This study presents an efficient reconstruction method for quantitative PWI, which jointly exploits the temporal variations in pixel-wise and patch-wise level. The processing time of our method on a single-slice DSC-MRI dataset is around 4-5 minutes (on a Intel desktop). The maximum acceleration achieved with our method could be further increased with the use of a high-spatial resolution data. However, high-spatial resolution is not clinically realistic for PWI because a high temporal resolution is necessary to accurately track the kinetics of the tracer.

Acknowledgements

The research leading to these results has received funding from the European Union’s H2020 Framework Programme (H2020-MSCA-ITN-2014) under grant agreement no 642685 MacSeNet.

References

1. Smith, D.S. et al. Robustness of quantitative compressive sensing MRI: the effect of random undersampling patterns on derived parameters for DCE- and DSC-MRI. IEEE Trans. Med. Imag. (2012).

2. Lingala, S.G. et al. Accelerated dynamic MRI exploiting sparsity and low-rank structure: k-t SLR. IEEE Trans. Med. Imag. (2011).

3. Chen, C. et al. Real time dynamic MRI by exploiting spatial and temporal sparsity. Magn. Reson. Imag. (2016).

4. Ulas, C. et al. Spatio-temporal MRI reconstruction by enforcing local and global regularity via dynamic total variation and nuclear norm minimization. IEEE International Sym. on Biomed. Imag. (ISBI) (2016).

5. Raguet, H. et al. A generalized forward-backward splitting. SIAM J. on Imag. Sci. (2013).

6. Lebel, R.M. et al. Highly accelerated dynamic contrast enhanced imaging. Magn. Reson. Med. (2014).

7. Trémoulhéac, B. et al. Dynamic MR image reconstruction-separation from undersampled (k-t)-space via low-rank plus sparse prior. IEEE Trans. Med. Imag. (2014).

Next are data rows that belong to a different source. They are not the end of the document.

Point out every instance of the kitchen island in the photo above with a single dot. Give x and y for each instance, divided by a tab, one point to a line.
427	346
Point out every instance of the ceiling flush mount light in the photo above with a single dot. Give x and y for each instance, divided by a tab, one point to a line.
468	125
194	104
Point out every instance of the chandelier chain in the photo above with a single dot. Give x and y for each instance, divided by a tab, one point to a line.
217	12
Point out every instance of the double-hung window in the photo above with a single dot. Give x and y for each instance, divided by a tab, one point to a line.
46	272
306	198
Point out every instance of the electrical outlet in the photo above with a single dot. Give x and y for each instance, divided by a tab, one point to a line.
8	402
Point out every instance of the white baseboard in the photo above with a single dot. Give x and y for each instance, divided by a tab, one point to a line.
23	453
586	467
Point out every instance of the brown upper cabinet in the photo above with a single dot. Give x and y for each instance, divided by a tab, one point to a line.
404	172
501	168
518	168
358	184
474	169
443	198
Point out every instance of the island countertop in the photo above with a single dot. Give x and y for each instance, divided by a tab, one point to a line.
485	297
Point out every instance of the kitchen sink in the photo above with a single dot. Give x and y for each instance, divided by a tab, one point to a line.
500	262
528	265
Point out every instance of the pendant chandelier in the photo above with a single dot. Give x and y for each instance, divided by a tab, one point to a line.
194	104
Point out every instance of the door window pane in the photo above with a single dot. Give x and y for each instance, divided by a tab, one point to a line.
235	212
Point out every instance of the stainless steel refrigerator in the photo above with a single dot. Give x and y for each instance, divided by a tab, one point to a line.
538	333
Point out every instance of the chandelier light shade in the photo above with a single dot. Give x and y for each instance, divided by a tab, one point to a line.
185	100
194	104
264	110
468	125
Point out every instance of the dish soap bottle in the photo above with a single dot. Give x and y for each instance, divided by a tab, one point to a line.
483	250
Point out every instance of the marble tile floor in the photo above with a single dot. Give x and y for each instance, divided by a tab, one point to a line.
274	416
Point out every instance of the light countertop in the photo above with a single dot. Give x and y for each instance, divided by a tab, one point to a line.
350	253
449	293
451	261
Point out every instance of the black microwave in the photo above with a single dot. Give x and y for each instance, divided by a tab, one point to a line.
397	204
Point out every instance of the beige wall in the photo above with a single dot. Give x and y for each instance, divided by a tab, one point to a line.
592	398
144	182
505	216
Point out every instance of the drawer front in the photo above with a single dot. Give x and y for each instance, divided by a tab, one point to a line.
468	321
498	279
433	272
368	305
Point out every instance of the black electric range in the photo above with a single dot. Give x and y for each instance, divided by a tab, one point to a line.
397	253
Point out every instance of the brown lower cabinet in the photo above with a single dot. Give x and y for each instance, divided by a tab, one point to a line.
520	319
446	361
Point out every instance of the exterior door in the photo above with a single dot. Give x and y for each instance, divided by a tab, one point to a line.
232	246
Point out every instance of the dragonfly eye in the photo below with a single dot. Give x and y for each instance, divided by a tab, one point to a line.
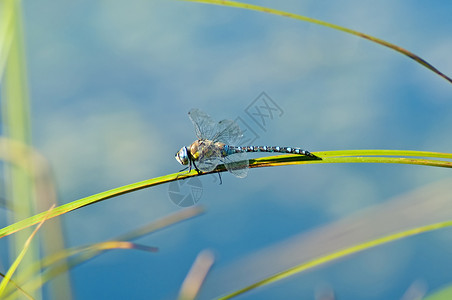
182	156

8. Vasanawala, S.S. et al. Practical Parallel Imaging Compressed Sensing MRI: Summary of two years of experience in accelerating body MRI of Pediatric patients. IEEE International Sym. on Biomed. Imag. (ISBI) (2011).

Figures

Figure 1. Spatial reconstructions of a single frame and time-intensity curves (TIC) averaged over the region of interests (ROIs) of Subject 1 (A) and Subject 2 (B) obtained with an 8-fold acceleration factor. Subfigure (A) also displays an exemplary undersampling mask in the bottom-left figure. For each frame, close-up views of two regions (yellow and green square) are also displayed. Subfigure (B) shows the TICs obtained from both non-tumor (nt) and tumor (tmr) region. Our method achieves the most accurate estimation of peaks and temporal patterns of perfusion signal, whereas spatial reconstructions are quite close to those obtained by SparseSENSE.

Figure 2. Perfusion parameter maps (CBF, CBV, MTT) of Subject 3 obtained by different methods with an 8-fold acceleration. The tumor region is marked by a white arrow in the Ground Truth CBF image. The proposed method results in perfusion maps where most of the structures are preserved and appear sharper compared to SparseSENSE, but some finer details are missing due to undersampling. The kt-RPCA reconstruction method produces highly inaccurate perfusion maps as expected by the mismatch of TICs shown in Figure 1. This method does not explicitly exploit variation in temporal domain, which makes it inadequate for quantitative PWI.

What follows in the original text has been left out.